The first serious sufferers from the postponement of the harvest were the family of Ogbuefi Amalu who had died in the rainy season from
aru-mmo
. Amalu was a man of substance and, in normal times, the rites of second burial and funeral feast would have followed two or three days after his death. But it was a bad death which killed a man in the time of famine. Amalu himself knew it and was prepared. Before he died he had called his first son, Aneto, and given him directions for the burial feast.

‘I would have said: Do it a day or two after I have been put into the earth. But this is
ugani
; I cannot ask you to arrange my burial feast with your saliva. I must wait until there are yams again.’ He spoke with great difficulty, struggling with every breath. Aneto was down on both knees beside the bamboo bed and strained to catch the whispers which were barely audible over the noisy breathing coming from the cavity of the sick man’s chest. The many coatings of camwood which had been rubbed on it had caked and cracked like red earth in the dry season. ‘But you must not delay it beyond four moons from my death. And do not forget, I want you to slaughter a bull.’

There was a story told of a young man in another clan who was so pestered by trouble that he decided to consult an oracle. The reason, he was told, was that his dead father wanted him to sacrifice a goat to him. The young man said to the oracle: ‘Ask my father if he left as much as a fowl for me.’ Ogbuefi Amalu was not like that man. Everyone knew he was worth four hundred bulls and that he had not asked his son for more than was justly due.

In anticipation of the New Yam Festival Aneto and his brothers and kinsmen had chosen the day for Amalu’s second burial and announced it to all Umuaro and to all their relations and in-laws in the neighbouring clans.

What were they to do now? Should they persist with their plan and give Amalu a poor man’s burial feast without yams and risk his ire on their heads or should they put it off beyond the time that Amalu had appointed and again risk his anger? The second choice seemed the better and the less dangerous one. But to be quite sure Aneto went to
afa
, to put the alternatives to his father.

When he got to the oracle he found that there were not two alternatives but only one. He dared not ask his father whether he would accept a poor man’s funeral; rather he asked whether he could delay the rites until there were yams in Umuaro. Amalu said no. He had already stood too long in the rain and sun and could not bear it one day longer. A poor man might wander outside for years while his kinsmen scraped their meagre resources together; that was his penalty for lack of success in his life. But a great man who had toiled through two titles must be called indoors by those for whom he had toiled and for whom he left his riches.
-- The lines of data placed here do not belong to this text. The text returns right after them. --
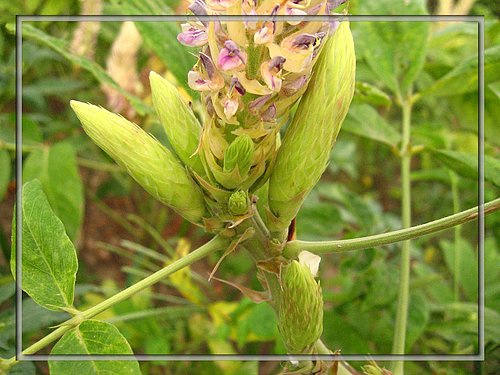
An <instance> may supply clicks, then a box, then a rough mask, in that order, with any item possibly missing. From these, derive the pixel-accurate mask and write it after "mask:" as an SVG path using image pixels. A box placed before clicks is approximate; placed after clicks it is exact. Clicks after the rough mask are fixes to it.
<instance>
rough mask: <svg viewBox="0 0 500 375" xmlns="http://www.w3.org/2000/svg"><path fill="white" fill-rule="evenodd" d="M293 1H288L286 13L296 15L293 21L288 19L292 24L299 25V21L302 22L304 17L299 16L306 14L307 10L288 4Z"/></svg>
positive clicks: (303, 15) (286, 9)
mask: <svg viewBox="0 0 500 375" xmlns="http://www.w3.org/2000/svg"><path fill="white" fill-rule="evenodd" d="M289 3H291V2H290V1H289V2H288V3H287V7H286V8H285V14H286V15H287V16H296V17H294V19H293V21H287V22H288V23H289V24H290V25H292V26H294V25H298V24H299V23H301V22H302V20H303V18H302V17H298V16H306V15H307V12H305V11H303V10H301V9H297V8H295V7H291V6H288V4H289Z"/></svg>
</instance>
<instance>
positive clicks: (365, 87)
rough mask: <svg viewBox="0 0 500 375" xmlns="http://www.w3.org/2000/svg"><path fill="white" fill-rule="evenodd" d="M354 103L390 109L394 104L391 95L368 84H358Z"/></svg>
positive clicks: (378, 88) (354, 93) (356, 85)
mask: <svg viewBox="0 0 500 375" xmlns="http://www.w3.org/2000/svg"><path fill="white" fill-rule="evenodd" d="M353 102H354V103H358V104H362V103H367V104H371V105H374V106H377V105H381V106H384V107H390V106H391V104H392V101H391V98H390V97H389V95H387V94H386V93H385V92H383V91H382V90H380V89H379V88H377V87H375V86H373V85H370V84H369V83H366V82H356V86H355V91H354V98H353ZM351 108H352V107H351Z"/></svg>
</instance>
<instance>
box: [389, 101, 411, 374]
mask: <svg viewBox="0 0 500 375" xmlns="http://www.w3.org/2000/svg"><path fill="white" fill-rule="evenodd" d="M402 109H403V126H402V144H401V191H402V193H401V221H402V225H403V228H410V227H411V178H410V171H411V143H410V127H411V110H412V103H411V101H408V100H407V101H405V102H403V103H402ZM409 300H410V240H406V241H404V242H403V244H402V251H401V265H400V276H399V292H398V307H397V311H396V325H395V329H394V340H393V343H392V353H393V354H404V352H405V341H406V326H407V322H408V305H409ZM393 372H394V374H395V375H402V374H403V373H404V362H403V361H397V362H395V363H394V364H393Z"/></svg>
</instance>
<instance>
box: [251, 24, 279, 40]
mask: <svg viewBox="0 0 500 375" xmlns="http://www.w3.org/2000/svg"><path fill="white" fill-rule="evenodd" d="M273 37H274V24H273V23H272V22H267V23H266V25H265V26H263V27H262V28H260V29H259V30H257V31H256V32H255V34H254V35H253V41H254V43H255V44H266V43H269V42H272V40H273Z"/></svg>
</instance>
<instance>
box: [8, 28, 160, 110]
mask: <svg viewBox="0 0 500 375" xmlns="http://www.w3.org/2000/svg"><path fill="white" fill-rule="evenodd" d="M145 23H147V22H145ZM164 24H165V23H164ZM7 29H8V30H9V31H10V32H12V33H14V32H15V28H14V26H13V25H7ZM23 38H26V39H31V40H34V41H37V42H39V43H41V44H43V45H45V46H47V47H49V48H51V49H53V50H54V51H56V52H58V53H60V54H61V55H62V56H63V57H65V58H66V59H67V60H69V61H70V62H72V63H73V64H75V65H78V66H79V67H81V68H82V69H84V70H86V71H88V72H89V73H91V74H92V75H93V76H94V77H95V78H96V79H97V81H99V83H101V84H106V85H109V86H111V87H112V88H114V89H116V90H117V91H119V92H120V93H121V94H123V95H124V96H125V97H126V98H127V99H128V100H129V101H130V104H131V105H132V106H133V107H134V108H135V110H136V111H137V113H139V114H140V115H144V114H146V113H154V111H153V110H152V108H151V107H149V106H147V105H145V104H144V103H143V102H142V101H141V99H139V98H138V97H137V96H135V95H132V94H130V93H129V92H127V91H126V90H124V89H123V88H122V87H121V86H120V85H118V84H117V83H116V82H115V81H114V80H113V78H111V76H109V74H108V73H106V71H105V70H104V69H103V68H102V67H101V66H100V65H98V64H97V63H96V62H94V61H92V60H89V59H87V58H86V57H83V56H79V55H75V54H73V53H71V52H70V50H69V48H68V46H67V44H66V42H65V41H64V40H62V39H58V38H55V37H53V36H51V35H49V34H46V33H45V32H43V31H42V30H40V29H38V28H36V27H34V26H33V25H30V24H26V23H24V24H23Z"/></svg>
Aneto called a kindred meeting and told them what his father had said. No one was surprised. ‘Who would blame Amalu?’ they asked. ‘Has he not stood outside long enough?’ No, the fault was Ezeulu’s. He had seen to it that Amalu’s kinsmen would waste their substance in buying yams from neighbouring clans when their own crop lay locked in the soil. Many of these neighbouring people were already growing fat out of Umuaro’s misfortune. Every Nkwo market they brought new yams to Umuaro and sold them like anklets of ivory. At first only men without title, women and children ate these foreign yams. But as the famine grew more harsh and stringent someone pointed out that there was nothing in the custom of Umuaro forbidding a man of title from eating new yams grown on foreign earth; and in any case who was there when they were dug out to swear that they were new yams? This made people laugh with one side of their face. But if there was any man of title who took this advice and ate these yams he made sure that no one saw him. What many of them did do was to harvest the yams planted around their homestead to feed their wives and children. From ancient usage it had always been possible for a man to dig up a few homestead yams in times of severe famine. But today it was not just a few yams and, what was more, the homestead area crept farther and farther afield as the days passed.